Department of Cell Biology, Howard Hughes Medical Institute and Program in Cellular Neuroscience, Neurodegeneration and Repair, Yale University School of Medicine, New Haven, Connecticut 06510, USA.
Cold Spring Harb Perspect Biol. 2012 Sep 1;4(9):a005645. doi: 10.1101/cshperspect.a005645.

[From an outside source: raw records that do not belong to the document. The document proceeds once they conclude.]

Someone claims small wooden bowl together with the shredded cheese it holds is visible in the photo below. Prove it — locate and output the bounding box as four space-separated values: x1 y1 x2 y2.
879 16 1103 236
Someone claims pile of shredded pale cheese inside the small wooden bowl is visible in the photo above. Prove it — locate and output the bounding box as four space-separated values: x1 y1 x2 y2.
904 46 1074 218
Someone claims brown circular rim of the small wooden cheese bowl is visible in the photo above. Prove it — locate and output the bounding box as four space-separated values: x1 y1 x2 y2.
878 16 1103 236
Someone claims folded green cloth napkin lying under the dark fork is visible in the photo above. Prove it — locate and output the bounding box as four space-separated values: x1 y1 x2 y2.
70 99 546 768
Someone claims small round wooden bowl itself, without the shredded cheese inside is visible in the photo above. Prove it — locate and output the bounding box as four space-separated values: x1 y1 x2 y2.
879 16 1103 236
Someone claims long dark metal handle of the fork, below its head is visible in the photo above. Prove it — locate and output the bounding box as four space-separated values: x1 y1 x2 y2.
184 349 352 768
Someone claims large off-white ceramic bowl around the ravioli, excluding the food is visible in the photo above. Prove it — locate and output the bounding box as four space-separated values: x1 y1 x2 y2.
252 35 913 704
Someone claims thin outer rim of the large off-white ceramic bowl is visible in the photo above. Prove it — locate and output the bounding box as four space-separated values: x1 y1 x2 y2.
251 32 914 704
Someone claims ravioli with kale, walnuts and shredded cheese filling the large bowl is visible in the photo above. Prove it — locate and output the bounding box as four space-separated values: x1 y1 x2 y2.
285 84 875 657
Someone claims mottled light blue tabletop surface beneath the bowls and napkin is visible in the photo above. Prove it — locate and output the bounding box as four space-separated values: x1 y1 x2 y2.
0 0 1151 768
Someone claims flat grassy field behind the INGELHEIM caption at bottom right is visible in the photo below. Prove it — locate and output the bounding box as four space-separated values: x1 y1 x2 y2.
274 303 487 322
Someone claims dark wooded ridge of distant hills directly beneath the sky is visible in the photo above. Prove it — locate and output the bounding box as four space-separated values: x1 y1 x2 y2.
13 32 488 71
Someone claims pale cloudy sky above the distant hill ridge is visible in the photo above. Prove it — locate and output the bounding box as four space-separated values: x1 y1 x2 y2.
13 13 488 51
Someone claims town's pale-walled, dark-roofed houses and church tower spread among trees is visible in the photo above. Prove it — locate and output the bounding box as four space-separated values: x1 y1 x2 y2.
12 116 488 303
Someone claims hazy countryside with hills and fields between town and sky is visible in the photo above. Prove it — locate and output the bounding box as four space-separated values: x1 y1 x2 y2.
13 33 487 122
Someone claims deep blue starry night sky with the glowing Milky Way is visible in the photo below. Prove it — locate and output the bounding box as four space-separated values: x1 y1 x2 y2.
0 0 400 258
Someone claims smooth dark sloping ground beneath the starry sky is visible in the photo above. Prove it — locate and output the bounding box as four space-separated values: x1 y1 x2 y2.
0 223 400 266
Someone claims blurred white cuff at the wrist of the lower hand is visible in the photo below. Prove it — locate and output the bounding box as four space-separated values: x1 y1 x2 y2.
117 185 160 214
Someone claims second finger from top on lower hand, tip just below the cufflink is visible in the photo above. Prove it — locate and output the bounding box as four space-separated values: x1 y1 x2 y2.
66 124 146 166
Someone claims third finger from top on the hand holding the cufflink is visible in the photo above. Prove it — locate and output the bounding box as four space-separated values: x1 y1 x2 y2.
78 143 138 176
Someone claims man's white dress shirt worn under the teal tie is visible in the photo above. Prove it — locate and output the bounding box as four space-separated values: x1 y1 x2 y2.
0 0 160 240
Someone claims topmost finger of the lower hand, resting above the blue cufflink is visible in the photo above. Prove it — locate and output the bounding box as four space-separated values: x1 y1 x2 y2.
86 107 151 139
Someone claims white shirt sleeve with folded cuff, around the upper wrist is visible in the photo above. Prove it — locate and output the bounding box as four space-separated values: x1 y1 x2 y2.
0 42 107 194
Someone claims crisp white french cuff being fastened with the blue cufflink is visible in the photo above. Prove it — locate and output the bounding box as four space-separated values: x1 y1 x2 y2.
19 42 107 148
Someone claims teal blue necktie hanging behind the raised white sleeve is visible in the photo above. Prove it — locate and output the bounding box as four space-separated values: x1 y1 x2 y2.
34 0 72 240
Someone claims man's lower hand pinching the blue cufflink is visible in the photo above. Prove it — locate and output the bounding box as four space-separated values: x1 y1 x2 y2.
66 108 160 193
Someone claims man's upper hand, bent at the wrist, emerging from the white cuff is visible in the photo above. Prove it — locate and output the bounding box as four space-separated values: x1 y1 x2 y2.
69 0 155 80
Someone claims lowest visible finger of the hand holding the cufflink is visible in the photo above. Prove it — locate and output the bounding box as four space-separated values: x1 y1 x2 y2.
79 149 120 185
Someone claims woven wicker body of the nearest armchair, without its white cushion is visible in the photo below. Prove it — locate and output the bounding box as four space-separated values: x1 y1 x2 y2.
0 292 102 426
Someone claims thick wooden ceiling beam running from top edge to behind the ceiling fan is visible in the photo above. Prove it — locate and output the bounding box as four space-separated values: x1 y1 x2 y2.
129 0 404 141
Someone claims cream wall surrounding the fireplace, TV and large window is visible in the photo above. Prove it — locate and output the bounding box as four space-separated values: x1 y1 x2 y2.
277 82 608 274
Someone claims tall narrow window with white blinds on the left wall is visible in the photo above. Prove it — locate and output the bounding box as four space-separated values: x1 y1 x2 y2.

Neurons can sustain high rates of synaptic transmission without exhausting their supply of synaptic vesicles. This property relies on a highly efficient local endocytic recycling of synaptic vesicle membranes, which can be reused for hundreds, possibly thousands, of exo-endocytic cycles. Morphological, physiological, molecular, and genetic studies over the last four decades have provided insight into the membrane traffic reactions that govern this recycling and its regulation. These studies have shown that synaptic vesicle endocytosis capitalizes on fundamental and general endocytic mechanisms but also involves neuron-specific adaptations of such mechanisms. Thus, investigations of these processes have advanced not only the field of synaptic transmission but also, more generally, the field of endocytosis. This article summarizes current information on synaptic vesicle endocytosis with an emphasis on the underlying molecular mechanisms and with a special focus on clathrin-mediated endocytosis, the predominant pathway of synaptic vesicle protein internalization.
神经元在不耗尽其突触小泡供应的情况下可以维持高的突触传递速率。这种特性依赖于突触小泡膜的高效局部内吞循环,它可以重复使用数百次,甚至数千次的外排-内吞循环。在过去的四十年中,形态学、生理学、分子和遗传学研究为控制这种循环及其调节的膜运输反应提供了深入的了解。这些研究表明,突触小泡内吞作用利用了基本和通用的内吞机制,但也涉及到这些机制的神经元特异性适应。因此,对这些过程的研究不仅推动了突触传递领域的发展,而且更广泛地推动了内吞作用领域的发展。本文总结了目前关于突触小泡内吞作用的信息,重点介绍了基础的分子机制,并特别关注网格蛋白介导的内吞作用,这是突触小泡蛋白内化的主要途径。